Bendita tu playa, me alegro de que la disfrutes hasta el final. Yo fuí recientemente a la mía, pero el dia estaba por demás ventoso (y eso no me gusta nada en la playa).

Besos

Abejita de la Vega dijo...

¡Qué envidia nos das a los de la Meseta, Manuel!

No le deja dormir, ni hablar. En este capítulo reflexionamos con Sancho acerca del gran valor del sueño. Lo malo es su parecido con la muerte, como bien apunta el escudero. Don Quijote duerme poco, es ya mayorcito y ha de conformarse con el primer sueño.
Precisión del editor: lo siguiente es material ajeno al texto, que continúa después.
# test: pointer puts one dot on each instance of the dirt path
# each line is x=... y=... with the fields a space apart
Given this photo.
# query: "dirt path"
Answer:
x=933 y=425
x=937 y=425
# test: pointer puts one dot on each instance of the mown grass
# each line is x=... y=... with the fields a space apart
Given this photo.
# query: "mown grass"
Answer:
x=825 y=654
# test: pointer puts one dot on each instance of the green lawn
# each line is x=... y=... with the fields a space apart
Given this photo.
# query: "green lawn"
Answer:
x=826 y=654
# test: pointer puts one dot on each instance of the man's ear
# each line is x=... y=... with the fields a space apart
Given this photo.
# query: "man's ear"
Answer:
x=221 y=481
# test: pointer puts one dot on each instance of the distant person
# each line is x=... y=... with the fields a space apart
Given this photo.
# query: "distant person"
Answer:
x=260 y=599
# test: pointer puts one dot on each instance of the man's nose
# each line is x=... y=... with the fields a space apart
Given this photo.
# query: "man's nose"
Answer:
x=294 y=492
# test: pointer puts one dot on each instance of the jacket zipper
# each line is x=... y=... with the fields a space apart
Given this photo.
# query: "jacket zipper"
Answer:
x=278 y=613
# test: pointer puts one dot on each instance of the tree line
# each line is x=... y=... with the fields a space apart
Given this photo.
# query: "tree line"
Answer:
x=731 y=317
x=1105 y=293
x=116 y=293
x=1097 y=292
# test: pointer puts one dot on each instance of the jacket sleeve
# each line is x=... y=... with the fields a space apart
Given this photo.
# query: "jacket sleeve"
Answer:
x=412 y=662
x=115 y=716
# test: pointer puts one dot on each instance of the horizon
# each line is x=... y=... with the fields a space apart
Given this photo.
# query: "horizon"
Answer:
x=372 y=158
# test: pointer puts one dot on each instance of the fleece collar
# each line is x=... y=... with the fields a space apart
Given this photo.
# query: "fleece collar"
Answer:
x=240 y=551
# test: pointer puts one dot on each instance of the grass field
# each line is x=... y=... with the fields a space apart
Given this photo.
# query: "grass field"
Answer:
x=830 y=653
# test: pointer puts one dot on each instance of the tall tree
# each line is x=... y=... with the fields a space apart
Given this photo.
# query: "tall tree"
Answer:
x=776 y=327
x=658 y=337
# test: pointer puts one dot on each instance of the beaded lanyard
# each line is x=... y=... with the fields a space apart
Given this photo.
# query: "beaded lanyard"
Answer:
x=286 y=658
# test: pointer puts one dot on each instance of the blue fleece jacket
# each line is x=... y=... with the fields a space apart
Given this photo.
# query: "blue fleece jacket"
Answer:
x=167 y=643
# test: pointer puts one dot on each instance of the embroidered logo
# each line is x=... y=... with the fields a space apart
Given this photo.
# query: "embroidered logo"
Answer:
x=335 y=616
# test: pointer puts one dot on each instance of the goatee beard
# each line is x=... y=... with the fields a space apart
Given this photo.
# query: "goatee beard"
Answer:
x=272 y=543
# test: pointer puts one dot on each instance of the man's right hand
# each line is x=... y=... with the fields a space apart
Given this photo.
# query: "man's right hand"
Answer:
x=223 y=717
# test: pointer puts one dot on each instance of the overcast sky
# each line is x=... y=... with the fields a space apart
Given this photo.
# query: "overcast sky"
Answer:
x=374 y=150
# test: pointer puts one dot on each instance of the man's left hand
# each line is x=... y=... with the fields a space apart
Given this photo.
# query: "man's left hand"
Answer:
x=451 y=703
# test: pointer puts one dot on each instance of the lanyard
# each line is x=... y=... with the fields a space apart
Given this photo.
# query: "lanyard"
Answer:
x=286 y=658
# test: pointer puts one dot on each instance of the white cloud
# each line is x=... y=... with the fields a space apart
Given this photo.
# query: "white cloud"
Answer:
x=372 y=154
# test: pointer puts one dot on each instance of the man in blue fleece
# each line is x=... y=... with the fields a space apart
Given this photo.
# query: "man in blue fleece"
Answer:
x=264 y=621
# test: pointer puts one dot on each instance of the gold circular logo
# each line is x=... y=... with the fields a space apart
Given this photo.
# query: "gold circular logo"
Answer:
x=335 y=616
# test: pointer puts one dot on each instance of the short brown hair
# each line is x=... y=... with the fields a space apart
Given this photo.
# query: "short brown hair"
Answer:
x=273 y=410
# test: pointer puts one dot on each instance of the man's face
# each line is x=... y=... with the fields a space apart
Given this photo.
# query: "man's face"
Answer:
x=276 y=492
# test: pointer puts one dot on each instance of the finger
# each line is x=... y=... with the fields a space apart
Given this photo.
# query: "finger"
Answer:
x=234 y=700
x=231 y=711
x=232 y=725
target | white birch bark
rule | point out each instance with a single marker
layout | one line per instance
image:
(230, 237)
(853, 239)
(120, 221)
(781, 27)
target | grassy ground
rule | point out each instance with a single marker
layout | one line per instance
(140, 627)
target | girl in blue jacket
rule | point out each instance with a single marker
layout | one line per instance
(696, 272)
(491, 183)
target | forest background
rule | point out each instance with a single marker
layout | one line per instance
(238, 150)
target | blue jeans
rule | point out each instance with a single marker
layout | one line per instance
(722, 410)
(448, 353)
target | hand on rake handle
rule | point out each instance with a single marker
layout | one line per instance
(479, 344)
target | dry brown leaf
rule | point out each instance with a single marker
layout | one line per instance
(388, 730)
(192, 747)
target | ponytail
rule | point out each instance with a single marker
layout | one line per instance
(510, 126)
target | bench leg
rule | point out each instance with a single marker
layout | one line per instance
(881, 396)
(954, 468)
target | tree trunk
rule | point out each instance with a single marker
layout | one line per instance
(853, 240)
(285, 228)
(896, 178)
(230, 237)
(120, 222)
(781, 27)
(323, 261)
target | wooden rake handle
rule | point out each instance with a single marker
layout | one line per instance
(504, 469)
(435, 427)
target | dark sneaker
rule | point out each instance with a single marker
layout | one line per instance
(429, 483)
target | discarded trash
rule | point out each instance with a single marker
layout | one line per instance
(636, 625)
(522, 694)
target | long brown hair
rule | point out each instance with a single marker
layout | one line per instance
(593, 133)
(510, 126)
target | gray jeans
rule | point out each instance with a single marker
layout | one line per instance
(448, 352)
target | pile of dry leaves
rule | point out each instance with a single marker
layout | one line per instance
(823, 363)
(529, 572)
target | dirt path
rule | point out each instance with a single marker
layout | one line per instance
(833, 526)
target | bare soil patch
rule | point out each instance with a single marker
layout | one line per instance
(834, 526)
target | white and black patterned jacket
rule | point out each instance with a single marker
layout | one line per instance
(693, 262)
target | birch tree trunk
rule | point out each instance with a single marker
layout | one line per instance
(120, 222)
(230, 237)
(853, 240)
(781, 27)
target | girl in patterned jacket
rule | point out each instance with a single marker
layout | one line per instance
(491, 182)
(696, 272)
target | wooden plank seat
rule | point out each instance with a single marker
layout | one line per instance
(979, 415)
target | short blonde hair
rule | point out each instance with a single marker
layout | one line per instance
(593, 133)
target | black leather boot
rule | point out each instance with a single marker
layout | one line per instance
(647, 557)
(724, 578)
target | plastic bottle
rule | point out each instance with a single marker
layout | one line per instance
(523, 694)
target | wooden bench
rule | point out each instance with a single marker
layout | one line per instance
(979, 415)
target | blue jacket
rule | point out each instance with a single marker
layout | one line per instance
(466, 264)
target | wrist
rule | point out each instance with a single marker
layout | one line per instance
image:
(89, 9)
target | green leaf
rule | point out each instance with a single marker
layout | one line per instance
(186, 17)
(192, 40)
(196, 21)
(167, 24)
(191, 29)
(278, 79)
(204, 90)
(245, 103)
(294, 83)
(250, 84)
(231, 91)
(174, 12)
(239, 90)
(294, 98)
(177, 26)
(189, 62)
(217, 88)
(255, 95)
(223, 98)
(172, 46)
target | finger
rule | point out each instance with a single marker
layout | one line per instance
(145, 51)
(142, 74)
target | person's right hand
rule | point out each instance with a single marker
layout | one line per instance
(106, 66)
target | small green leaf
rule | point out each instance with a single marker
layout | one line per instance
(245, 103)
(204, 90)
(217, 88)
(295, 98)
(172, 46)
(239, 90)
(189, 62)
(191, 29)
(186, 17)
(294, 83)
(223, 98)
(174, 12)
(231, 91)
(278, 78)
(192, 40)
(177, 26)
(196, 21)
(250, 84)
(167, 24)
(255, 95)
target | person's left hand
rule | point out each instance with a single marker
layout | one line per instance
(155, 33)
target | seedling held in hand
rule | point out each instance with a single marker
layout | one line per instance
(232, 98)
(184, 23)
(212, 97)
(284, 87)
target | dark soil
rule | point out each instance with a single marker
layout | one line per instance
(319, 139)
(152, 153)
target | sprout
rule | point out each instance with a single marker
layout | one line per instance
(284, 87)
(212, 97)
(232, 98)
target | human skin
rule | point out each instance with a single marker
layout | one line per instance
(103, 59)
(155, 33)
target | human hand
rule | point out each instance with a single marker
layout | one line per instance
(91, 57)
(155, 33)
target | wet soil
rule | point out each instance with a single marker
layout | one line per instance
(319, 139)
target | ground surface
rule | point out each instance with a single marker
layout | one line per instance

Cervantes , cuando escribía esto, estaba también viejo y pachucho, dormiría poco.Sancho duerme de un tirón y sin cuidados y a su amo le da tanta envidia que le tiene que despertar. Venga, espabila y te arreas en los lomos.
Los cerdos van a caballo, así es. Y los más cerdos, se sientan en un trono ducal.


Un abrazo, Manuel

Antonio Aguilera dijo...

Mira tú que ponerse don Quijote a despertar a Sancho en mitad de sus dulces sueños. Don Quijote, tal vez como J.C., sabe ya de su inminente final. Y ambos han de beber su cáliz.
(no sé cómo un agnóstico de pro como mi menda le han salido hoy estos símiles; tanto tiempo no estuve en el seminario).

A don Quijote le atropella la cerdosa piara como un castigo divino, y él, así lo reconoce. Ya está "paguantar" lo que venga bien, resignado.

Muchacho, así cualquiera; en la playeja y con el Quijote a cuestas. Amplié la foto por ver no fuera a ser uno del Carrefour, vi muchos por allí de la Belén Esteban jajaja,(perdona la broma).

Un abrazo

Kety dijo...

Creo que tod@ tenemos envidia de tu postura para dar la predespedida a nuestros personajes.

Es curioso, salen de un lugar del que no quiere Cervantes mencionar, y regresan con las mismas.
Nos quedamos sin saber el lugar exacto.

Un abrazo

BIPOLAR dijo...

Tuci se te ve una teta. :D :D

Este capítulo es soso y cruel, como algunos de los de Cervantes.